The well-known historian Georg Kreis examined 38 monuments on behalf of the city of Zurich. He comes to the conclusion that no sensitive messages are transported with them and that they therefore do not have to be disposed of.
The role of monuments has been discussed worldwide in recent years. It started with the “Black Lives Matter” movement in the USA and the toppling of some monuments to men who had distinguished themselves as slave owners. As a result, the discussion also spilled over into Switzerland and Zurich. For example, the municipal council called for an investigation into the involvement of Zurich companies in slavery.
Alfred Escher’s Evil Uncles
The study, which was subsequently written at the chair of Gesine Krüger at the University of Zurich, uncovered a large number of connections between Zurich and slavery. With Alfred Escher, however, who was the focus of the investigations, a kind of all-clear sounded. Two of his uncles ran plantations in Cuba where slaves were kept. Escher himself was not involved.
Nevertheless, the department for art in public space was commissioned to examine Zurich’s monuments more closely as a whole.
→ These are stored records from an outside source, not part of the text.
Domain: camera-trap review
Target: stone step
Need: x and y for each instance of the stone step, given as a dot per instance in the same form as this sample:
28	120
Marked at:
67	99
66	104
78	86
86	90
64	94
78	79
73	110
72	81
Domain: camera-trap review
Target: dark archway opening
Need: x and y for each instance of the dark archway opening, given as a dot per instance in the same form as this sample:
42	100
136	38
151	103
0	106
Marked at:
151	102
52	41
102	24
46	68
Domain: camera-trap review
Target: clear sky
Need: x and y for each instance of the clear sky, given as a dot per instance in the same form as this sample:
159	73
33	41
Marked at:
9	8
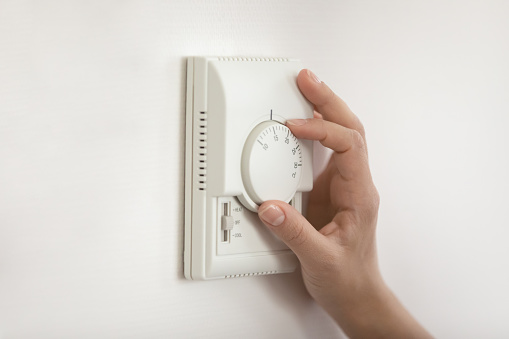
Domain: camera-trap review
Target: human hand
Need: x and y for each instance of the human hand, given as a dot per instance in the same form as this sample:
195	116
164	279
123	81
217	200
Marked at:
338	254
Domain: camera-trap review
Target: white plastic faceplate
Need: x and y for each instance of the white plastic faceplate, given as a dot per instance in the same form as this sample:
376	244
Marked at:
226	99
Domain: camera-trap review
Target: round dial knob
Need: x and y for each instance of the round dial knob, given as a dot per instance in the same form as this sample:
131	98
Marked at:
271	163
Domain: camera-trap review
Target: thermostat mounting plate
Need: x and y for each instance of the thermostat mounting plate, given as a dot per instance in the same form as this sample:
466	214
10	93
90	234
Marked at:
236	109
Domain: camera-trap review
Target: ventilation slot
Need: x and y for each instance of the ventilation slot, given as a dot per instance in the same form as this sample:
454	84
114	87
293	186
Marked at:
252	59
201	151
249	274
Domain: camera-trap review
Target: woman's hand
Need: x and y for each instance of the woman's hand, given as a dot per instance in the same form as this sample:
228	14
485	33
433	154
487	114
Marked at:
338	254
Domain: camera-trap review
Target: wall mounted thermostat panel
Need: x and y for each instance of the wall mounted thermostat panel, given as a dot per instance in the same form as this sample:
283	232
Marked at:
239	153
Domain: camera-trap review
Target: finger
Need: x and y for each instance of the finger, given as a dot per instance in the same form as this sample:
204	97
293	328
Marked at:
348	144
317	115
294	230
332	107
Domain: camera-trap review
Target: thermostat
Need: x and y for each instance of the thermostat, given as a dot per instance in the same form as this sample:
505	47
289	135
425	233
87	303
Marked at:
239	153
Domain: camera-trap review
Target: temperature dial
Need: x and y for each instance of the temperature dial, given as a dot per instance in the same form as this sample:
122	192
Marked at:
271	165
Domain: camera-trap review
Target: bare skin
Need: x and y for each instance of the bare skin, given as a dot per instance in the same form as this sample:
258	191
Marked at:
336	245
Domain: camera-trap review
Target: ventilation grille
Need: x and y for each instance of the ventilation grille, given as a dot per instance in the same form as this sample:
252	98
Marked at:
249	274
201	151
252	59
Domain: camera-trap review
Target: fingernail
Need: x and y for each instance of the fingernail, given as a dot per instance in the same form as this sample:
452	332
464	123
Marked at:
313	76
272	215
297	122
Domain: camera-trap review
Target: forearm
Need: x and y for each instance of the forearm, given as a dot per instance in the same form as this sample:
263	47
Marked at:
375	313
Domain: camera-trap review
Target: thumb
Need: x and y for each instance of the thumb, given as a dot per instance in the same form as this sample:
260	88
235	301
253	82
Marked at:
293	229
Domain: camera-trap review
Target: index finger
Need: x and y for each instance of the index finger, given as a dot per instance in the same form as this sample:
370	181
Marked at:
332	107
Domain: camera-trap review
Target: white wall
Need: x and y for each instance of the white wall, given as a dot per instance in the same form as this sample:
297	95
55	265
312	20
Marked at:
91	161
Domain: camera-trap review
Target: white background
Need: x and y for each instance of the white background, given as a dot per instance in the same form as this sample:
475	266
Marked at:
92	149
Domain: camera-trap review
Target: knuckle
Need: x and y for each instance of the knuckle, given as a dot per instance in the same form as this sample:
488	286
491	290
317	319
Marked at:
358	139
296	235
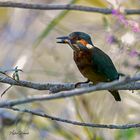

As a basis for the following decisions, the historian Georg Kreis was commissioned to shed light on the historical side of all those works of art in public space that are classified as monuments. Kreis has now examined 38 monuments and given an account of them in a 200-page report.
No “toxic legacy”
The report was actually announced for the beginning of the year, but when asked, it was repeatedly put off. Yesterday, a link to the study was published in the early afternoon. Of course, it was not possible for media representatives to read the entire report, let alone analyze it in detail. We are therefore basing the following on a media release from Wednesday and a summary in the report itself.
Georg Kreis is said to have found out that none of the monuments examined can be classified as sensitive – especially not if one takes the perspective that the monuments stand for certain values that are embodied in a person. In the case of Alfred Escher, the entrepreneurial achievement is honored, in the case of Richard Wagner, his musical work.
However, if one takes a comprehensive look at the honored persons, the expectation can already exist that these additional aspects will be made clear with references to the monument, according to the report. In the case of Escher, this could be a reference to his family’s fortune, some of which was acquired through slavery, while in the case of Wagner, it would be anti-Semitic statements. Incidentally, such sensitive aspects can also be found in the case of the Red Cross founder Henry Dunant, who took part in the colonization of North Africa in the early years.
Kreis points out that the vast majority of monuments are historical cultural assets. They would certainly not be built in this form today. With their original messages, they conveyed “no ideologies that, from the point of view of today’s ‘ordre public’, would have to be classified as reprehensible and disposed of as a toxic legacy”.
Continue to the monument strategy
The so-called contextualization of monuments, i.e. the reference to their origin and meaning, is repeatedly demanded. Kreis also takes up the idea and can imagine completing the task with the help of an app, QR codes or a comprehensive monument guide. However, he points out that the additional information on the monument could be perceived in later years “as an obtrusive and self-righteous instruction”.
The Zurich City Council “took note of” Georg Kreis’s report on Wednesday, according to the city’s press release. At the same time, the Art in Public Space department and the corresponding advisory commission were commissioned to develop a comprehensive monument strategy. The aim is to find guidelines for dealing with existing and new monuments. In addition, instruments are to be created to promote an active examination of the monuments and to establish connections.